L’impegno del mondo del tessile e della moda per contrastare il cambiamento climatico

L’impegno del mondo del tessile e della moda per contrastare il cambiamento climatico

Oltre 100 tra i maggiori player della moda a livello planetario e organizzazioni sostenitrici, hanno firmato la Carta per L’Azione Climatica dell’Industria della Moda (Fashion Industry Charter for Climate Action). La carta, lanciata a dicembre 2018 all’interno della conferenza mondiale sul clima COP24, si propone di partecipare attivamente agli obiettivi dell’accordo di Parigi: mantenere l'aumento della temperatura al di sotto di 1,5 ° C rispetto ai livelli pre-industriali e per raggiungere la Carbon Neutrality entro il 2050.

Cosa dice la Carta

La carta va oltre precedenti impegni a livello di settore. Comprende un obiettivo di riduzione delle emissioni di gas a effetto serra del 30% entro il 2030 e un impegno ad analizzare e impostare il percorso di decarbonizzazione per l'industria della moda, attingendo a metodologie dalla Science-Based Targets Initiative. I firmatari si impegnano inoltre a tracciare e rendere pubbliche le emissioni di gas serra, a supportare il mondo scientifico e le Organizzazioni Unite nelle strategie per il cambiamento climatico, migliorare l’efficienza energetica, a porre dei vincoli all’utilizzo di caldaie a carbone nei siti manifatturieri, a supportare sistemi di trasporto a basso impatto ambientale, a sostenere un modello di economia circolare, a promuovere il dialogo con i governi, a afforzare comportamenti virtuosi dei consumatori per ridurre gli impatti ambientali e prolungare la vita dei prodotti.
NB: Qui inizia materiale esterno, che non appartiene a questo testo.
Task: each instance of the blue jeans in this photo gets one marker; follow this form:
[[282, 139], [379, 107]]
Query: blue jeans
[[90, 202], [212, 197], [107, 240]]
Qual è l'impatto ambientale del settore moda e tessile

Secondo il rapporto Quantis “Measuring Fashion” del 2018, l’impatto ambientale del settore abbigliamento e calzature rappresenta circa l’8% degli impatti globali sul clima (3.990 milioni di tonnellate CO2eq). Soltanto in Europa, nel 2015 i cittadini dell'UE hanno acquistato 6,4 milioni di tonnellate di nuovi indumenti (pari a 12,66 kg a persona); tra il 1996 e il 2012, la quantità di abiti acquistati per persona nell’Unione Europea è aumentata del 40%. Le ragioni dell’aumento sono da ricercare nel crollo dei prezzi e nella diffusione della cosiddetta “fast fashion”, adottata dai grandi retailer della moda che offrono produzione di massa, prezzi bassi ed enormi volumi di vendita.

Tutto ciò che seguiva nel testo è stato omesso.